Quel ragnetto, che ormai da più giorni se ne stava indisturbato, attaccato
alla ragnatela sulla parete del mio studio, cominciava a infastidirmi.
Finora non avevo mai pensato di abbatterlo, mi era simpatico; sapevo poi che
uccidere i ragni porta male, non che fossi superstizioso ma mi c’ero
affezionato. In fondo era quasi di casa ormai, chissà, magari teneva lontano
gli insetti. Io odio gli insetti, sono così inutili.
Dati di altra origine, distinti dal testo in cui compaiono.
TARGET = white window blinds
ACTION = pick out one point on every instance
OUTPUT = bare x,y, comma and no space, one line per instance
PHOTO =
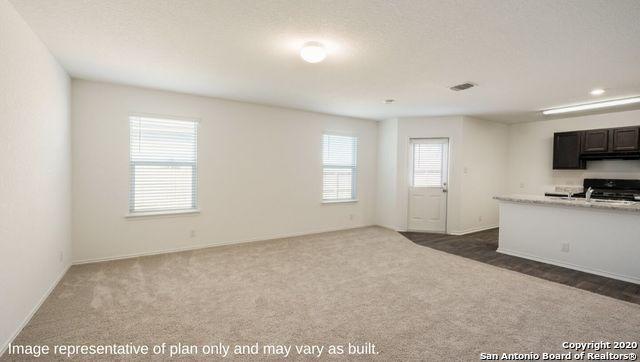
429,163
339,155
162,165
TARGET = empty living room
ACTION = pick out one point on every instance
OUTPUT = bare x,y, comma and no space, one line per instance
383,180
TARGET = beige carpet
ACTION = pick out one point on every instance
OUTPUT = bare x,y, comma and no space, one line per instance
362,285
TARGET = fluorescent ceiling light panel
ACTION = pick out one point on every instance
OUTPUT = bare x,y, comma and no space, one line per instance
589,106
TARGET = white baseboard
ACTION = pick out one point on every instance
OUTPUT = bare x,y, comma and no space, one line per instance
626,278
471,231
26,320
220,243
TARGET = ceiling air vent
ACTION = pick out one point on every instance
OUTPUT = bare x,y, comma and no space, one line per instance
462,86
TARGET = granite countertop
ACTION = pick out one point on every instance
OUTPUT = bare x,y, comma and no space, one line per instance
559,201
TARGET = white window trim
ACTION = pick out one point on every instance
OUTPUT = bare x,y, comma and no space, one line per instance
165,213
355,198
161,213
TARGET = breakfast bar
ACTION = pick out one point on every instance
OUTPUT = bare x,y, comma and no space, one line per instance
596,236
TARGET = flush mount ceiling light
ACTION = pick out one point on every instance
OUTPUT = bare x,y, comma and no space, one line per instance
313,52
589,106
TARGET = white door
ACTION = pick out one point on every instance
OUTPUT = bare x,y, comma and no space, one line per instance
428,187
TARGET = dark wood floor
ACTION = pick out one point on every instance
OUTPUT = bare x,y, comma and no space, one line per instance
481,246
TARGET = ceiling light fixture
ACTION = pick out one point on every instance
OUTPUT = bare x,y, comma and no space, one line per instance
589,106
313,52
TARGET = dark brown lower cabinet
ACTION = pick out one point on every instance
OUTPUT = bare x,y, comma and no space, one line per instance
567,147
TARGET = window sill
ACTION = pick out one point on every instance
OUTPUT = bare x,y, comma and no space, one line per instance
133,215
339,201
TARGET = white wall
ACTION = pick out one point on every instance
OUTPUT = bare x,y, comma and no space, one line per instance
387,179
531,153
35,176
260,172
484,172
540,232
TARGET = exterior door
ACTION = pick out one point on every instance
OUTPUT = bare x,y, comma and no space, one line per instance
428,186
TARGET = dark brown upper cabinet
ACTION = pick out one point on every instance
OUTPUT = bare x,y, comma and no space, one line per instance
572,150
625,139
595,141
566,151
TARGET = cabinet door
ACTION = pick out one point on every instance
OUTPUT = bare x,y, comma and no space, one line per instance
595,141
625,139
566,151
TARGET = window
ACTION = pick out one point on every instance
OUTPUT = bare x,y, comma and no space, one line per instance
162,165
429,162
339,167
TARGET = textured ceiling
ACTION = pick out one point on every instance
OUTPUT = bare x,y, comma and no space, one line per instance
524,55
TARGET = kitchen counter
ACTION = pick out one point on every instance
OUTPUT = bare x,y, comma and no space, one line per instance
595,237
629,206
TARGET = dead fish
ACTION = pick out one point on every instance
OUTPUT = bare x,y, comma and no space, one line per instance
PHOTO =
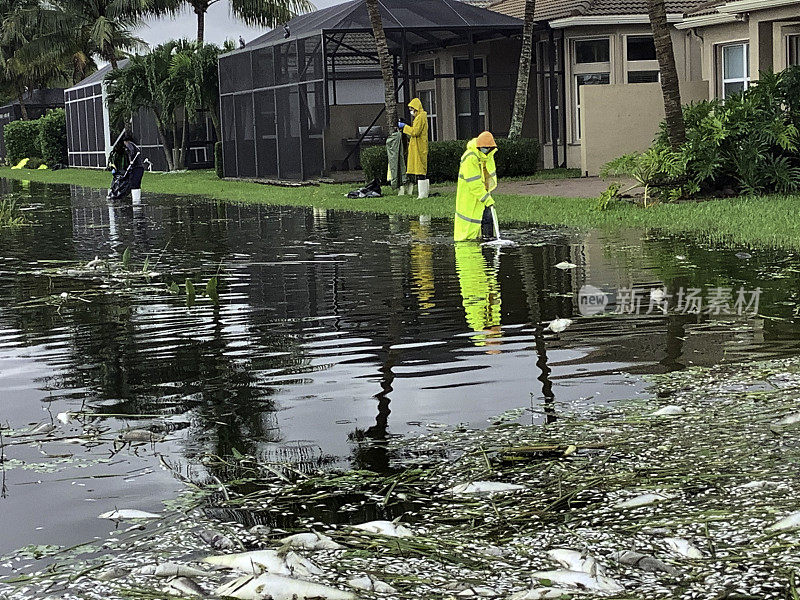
669,411
547,593
216,540
171,570
559,325
485,487
276,587
787,523
641,500
183,586
387,528
645,562
139,435
112,574
576,561
581,580
128,513
310,541
43,429
370,584
683,547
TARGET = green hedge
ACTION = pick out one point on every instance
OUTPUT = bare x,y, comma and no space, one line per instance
22,141
514,158
53,137
218,167
42,140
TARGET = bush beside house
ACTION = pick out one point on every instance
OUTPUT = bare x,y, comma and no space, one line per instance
514,158
41,140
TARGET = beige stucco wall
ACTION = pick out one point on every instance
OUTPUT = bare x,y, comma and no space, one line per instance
618,119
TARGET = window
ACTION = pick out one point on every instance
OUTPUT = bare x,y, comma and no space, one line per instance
641,62
793,50
591,64
735,69
464,127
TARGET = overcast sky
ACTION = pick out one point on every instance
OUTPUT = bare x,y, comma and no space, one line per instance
219,26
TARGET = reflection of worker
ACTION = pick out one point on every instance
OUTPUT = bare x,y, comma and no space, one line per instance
480,292
417,149
477,177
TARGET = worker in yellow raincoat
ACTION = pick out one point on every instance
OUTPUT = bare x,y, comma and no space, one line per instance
417,150
477,178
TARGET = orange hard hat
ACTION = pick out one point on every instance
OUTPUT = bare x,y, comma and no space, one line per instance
486,140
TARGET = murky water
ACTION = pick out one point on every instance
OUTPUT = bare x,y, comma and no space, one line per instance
333,332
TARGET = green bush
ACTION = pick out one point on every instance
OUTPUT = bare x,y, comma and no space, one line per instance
514,158
53,137
746,144
22,141
218,167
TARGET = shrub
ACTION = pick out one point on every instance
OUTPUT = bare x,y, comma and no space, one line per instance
747,144
22,140
218,167
514,158
53,137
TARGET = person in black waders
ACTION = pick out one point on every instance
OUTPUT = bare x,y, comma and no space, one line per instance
136,163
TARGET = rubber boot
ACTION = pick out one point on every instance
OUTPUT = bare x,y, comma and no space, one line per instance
423,187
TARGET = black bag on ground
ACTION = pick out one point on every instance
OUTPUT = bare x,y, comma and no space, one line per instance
371,190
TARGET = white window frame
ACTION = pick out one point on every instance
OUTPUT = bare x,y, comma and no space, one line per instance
638,65
721,66
600,68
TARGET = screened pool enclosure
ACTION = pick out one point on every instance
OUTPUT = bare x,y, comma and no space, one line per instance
302,99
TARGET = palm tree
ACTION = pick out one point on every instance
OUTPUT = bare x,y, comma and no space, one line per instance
266,13
523,76
389,92
676,128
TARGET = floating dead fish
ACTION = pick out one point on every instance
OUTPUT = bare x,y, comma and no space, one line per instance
387,528
128,513
641,500
581,580
311,541
370,584
576,561
43,429
183,586
276,587
669,411
216,540
485,487
645,562
559,325
547,593
683,547
787,523
113,574
171,570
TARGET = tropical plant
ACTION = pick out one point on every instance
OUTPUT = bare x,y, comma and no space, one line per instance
669,72
523,75
387,73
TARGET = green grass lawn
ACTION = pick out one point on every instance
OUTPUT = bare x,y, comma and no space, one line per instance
771,221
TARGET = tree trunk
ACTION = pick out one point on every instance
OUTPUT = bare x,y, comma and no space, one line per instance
201,24
523,76
390,95
676,128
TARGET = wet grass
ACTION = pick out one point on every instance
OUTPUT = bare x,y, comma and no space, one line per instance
752,221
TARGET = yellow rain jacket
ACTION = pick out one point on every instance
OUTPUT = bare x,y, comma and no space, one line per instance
480,292
418,144
477,178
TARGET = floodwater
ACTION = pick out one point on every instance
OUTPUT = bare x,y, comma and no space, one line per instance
333,332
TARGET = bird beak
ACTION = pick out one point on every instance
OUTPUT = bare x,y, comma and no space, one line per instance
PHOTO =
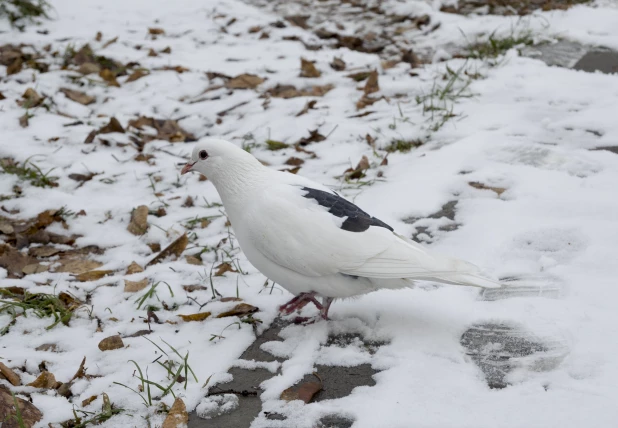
187,167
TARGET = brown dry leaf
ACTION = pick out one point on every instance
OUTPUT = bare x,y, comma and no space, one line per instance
293,161
304,391
223,268
372,85
338,64
156,31
70,302
42,252
193,260
239,310
30,415
175,248
136,75
365,101
139,221
244,81
9,374
92,275
77,96
45,380
314,137
167,129
111,343
89,68
89,400
52,347
307,69
77,266
481,186
177,416
113,126
358,172
34,268
14,261
195,317
360,76
30,99
308,106
109,77
134,268
135,286
110,42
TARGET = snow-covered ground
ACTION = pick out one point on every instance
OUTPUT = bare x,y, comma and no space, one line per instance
520,127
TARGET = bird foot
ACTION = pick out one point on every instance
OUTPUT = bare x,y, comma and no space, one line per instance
299,302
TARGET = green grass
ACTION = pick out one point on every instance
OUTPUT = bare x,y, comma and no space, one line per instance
178,370
41,304
404,146
20,12
276,145
496,46
30,172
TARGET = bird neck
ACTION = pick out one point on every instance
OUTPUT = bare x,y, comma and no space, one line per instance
238,180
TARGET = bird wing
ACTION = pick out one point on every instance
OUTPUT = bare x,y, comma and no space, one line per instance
315,232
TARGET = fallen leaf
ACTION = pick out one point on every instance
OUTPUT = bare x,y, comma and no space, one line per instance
14,261
30,99
175,248
77,266
308,106
89,400
134,286
481,186
139,221
167,129
195,317
77,96
358,172
371,85
9,374
156,31
24,120
30,415
290,91
314,137
223,268
34,268
177,416
111,343
93,275
113,126
239,310
193,260
45,380
294,161
108,76
338,64
360,76
304,391
244,81
276,145
136,75
134,268
192,288
308,69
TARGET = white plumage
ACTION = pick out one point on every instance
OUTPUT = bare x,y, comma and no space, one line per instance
311,241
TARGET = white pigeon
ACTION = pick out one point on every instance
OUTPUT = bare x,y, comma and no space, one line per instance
307,238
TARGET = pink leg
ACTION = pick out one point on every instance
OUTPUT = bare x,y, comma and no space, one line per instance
299,302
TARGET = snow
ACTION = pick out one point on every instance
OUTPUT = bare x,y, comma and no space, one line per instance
526,128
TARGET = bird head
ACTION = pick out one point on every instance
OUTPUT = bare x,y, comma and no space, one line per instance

Ad ogni modo quella sera ero particolarmente nervoso. Il lavoro un disastro,
la ragazza mi aveva dato buca, ed io depresso a casa col ragno. ‘Bella
vita tu. Non lavori, te ne stai tutto il giorno sulla tua ragnatela a caccia
d’insetti e te la godi è... Ora ti accoppo io!’ Prendo la scopa e, senza
che il mio ex amico possa neanche abbozzare un principio di fuga, lo
colpisco! Tolta la ramazza il ragno cade a terra, ancora vivo, prova a
scappare lungo il battiscopa ma, implacabile, lo schiaccio con la ciabatta!
Le lunghe gambe, sottili e pelose, si muovono ancora, accartocciate su un
fragile corpo ormai spacciato. Mosso da umana pietà lo colpisco un’ultima
volta spiaccicandolo sul pavimento. Amen! Vado in bagno, prendo della carta
igienica per dare al ragno un’onorata e degna sepoltura nel water, ma quando
torno nello studio le spoglie dell’aracnide sono sparite, svanite nel nulla!
‘Eppure l’ho ucciso un attimo fa, proprio qui...’
All’improvviso un dolore atroce, lancinante, pervade la mia schiena. Cado a terra paralizzato, su di me si avventa un gigantesco essere tentacolare nero che inizia a mangiucchiarmi, sezionandomi con cura in minuscoli pezzi. Il respiro viene meno: l’enorme ragnatela in cui sono intrappolato stringe ed il veleno comincia a far effetto.